TimescaleDB`pg_prometheus`You can also store Prometheus metrics directly through the adapter or Promscale (now deprecated, the successor is Timescale Cloud, which has absorbed the functionality of Promscale). Conversely, to collect metrics from TimescaleDB itself into Prometheus:`postgres_exporter`Use .

## 11. Time series database comparison

| Item | TimescaleDB | InfluxDB (3.x) | ClickHouse |
| ---------------- | ------------------------------ | ------------------------------- | --------------------------------- |
| Base technology | PostgreSQL extensions | Apache Arrow + DataFusion | Own Engine (C++) |
| query language | Standard SQL (fully compatible) | SQL (replaces InfluxQL), Flight SQL | SQL (own dialect) |
| JOIN support | Full support (PostgreSQL features) | LIMITED | Support (Beware of large JOINs) |
| Compression rate | 90~95% (column-oriented conversion) | High (Parquet-based) | 90~95% (column-oriented native) |
| Continuous counting | Native support (incremental updates) | Task-based aggregation | Materialized View (INSERT trigger) |
| Data Retention Policy | Native (automatic chunk deletion) | Bucket-based retention | TTL (partition/row unit) |
| Transaction Support | Fully ACID (PostgreSQL) | Not supported | Not supported |
| learning curve | Low (if you are a PostgreSQL user) | Medium (transiting to new architecture) | Medium (many unique concepts) |
| Ecosystem | PostgreSQL full (pg extension, ORM) | Telegraf, Kapacitor | Independent ecosystem |
| Main use cases | IoT, metrics, PostgreSQL extensions | DevOps Metrics, IoT | Large-scale analytics, logs |
| License | Apache 2.0 (Community) | MIT/Apache 2.0 | Apache 2.0 |

**Selection Guide**:

- **If you are already running PostgreSQL and SQL compatibility and transactions are important**: TimescaleDB is the best option. There is no need to operate an additional separate database.
- **If a pure metrics/log collection pipeline is key and you want to take advantage of the Telegraf ecosystem**: InfluxDB is the way to go.
- **If you need subsecond response for analytics workloads of tens of TB or more**: ClickHouse is optimal. However, ACID transactions must be abandoned.

## 12. Troubleshooting

### Issue 1: Poor INSERT performance

**Symptom**: INSERT delay time gradually increases. In particular, spikes occur at chunk boundaries (when new chunks are created).

**Causes and Solutions**:

- If frequent chunk creation occurs because the chunk interval is too short: Increase the chunk interval.
- If the index is excessive: Remove unnecessary indexes. In time series data, adding one index can degrade INSERT performance by 10-20%.
- WAL write bottleneck:`wal_buffers`, `max_wal_size`increases.

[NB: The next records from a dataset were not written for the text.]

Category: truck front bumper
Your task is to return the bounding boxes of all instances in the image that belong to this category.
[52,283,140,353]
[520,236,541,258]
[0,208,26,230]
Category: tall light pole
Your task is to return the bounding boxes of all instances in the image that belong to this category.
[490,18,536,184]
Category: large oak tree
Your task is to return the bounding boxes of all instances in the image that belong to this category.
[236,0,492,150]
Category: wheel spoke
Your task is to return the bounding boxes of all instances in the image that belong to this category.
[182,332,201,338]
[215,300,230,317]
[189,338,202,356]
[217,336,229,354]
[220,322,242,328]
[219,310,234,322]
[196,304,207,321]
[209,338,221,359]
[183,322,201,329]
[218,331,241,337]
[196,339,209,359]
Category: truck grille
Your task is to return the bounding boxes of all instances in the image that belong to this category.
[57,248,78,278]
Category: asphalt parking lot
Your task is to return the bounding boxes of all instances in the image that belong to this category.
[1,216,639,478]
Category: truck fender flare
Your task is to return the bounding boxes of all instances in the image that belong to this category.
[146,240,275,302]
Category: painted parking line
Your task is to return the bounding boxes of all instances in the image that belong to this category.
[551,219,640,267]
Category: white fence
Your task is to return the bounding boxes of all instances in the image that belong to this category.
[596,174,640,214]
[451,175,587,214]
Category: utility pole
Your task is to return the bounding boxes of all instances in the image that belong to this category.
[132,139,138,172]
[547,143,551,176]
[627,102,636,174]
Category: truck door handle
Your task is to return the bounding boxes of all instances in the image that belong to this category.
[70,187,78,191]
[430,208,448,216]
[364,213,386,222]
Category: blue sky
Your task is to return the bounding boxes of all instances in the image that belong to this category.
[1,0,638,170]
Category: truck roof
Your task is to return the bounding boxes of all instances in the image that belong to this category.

### Issue 2: Slow queries on compressed chunks

**Symptom**: When searching compressed data, it is slower than uncompressed data.

**Causes and Solutions**:

-`compress_segmentby`does not match the query pattern: Queries that do not filter by segment key must release all segments. According to the query pattern`segmentby`Change the settings (existing compressed data needs to be decompressed and recompressed).
- for compressed chunks`ORDER BY`go`compress_orderby`If different from: Adjust the alignment direction.

### Issue 3: Successive aggregate updates fail

**Symptoms**:`timescaledb_information.job_stats`of continuous aggregation operations in`last_run_status`go`Failed`It is displayed as .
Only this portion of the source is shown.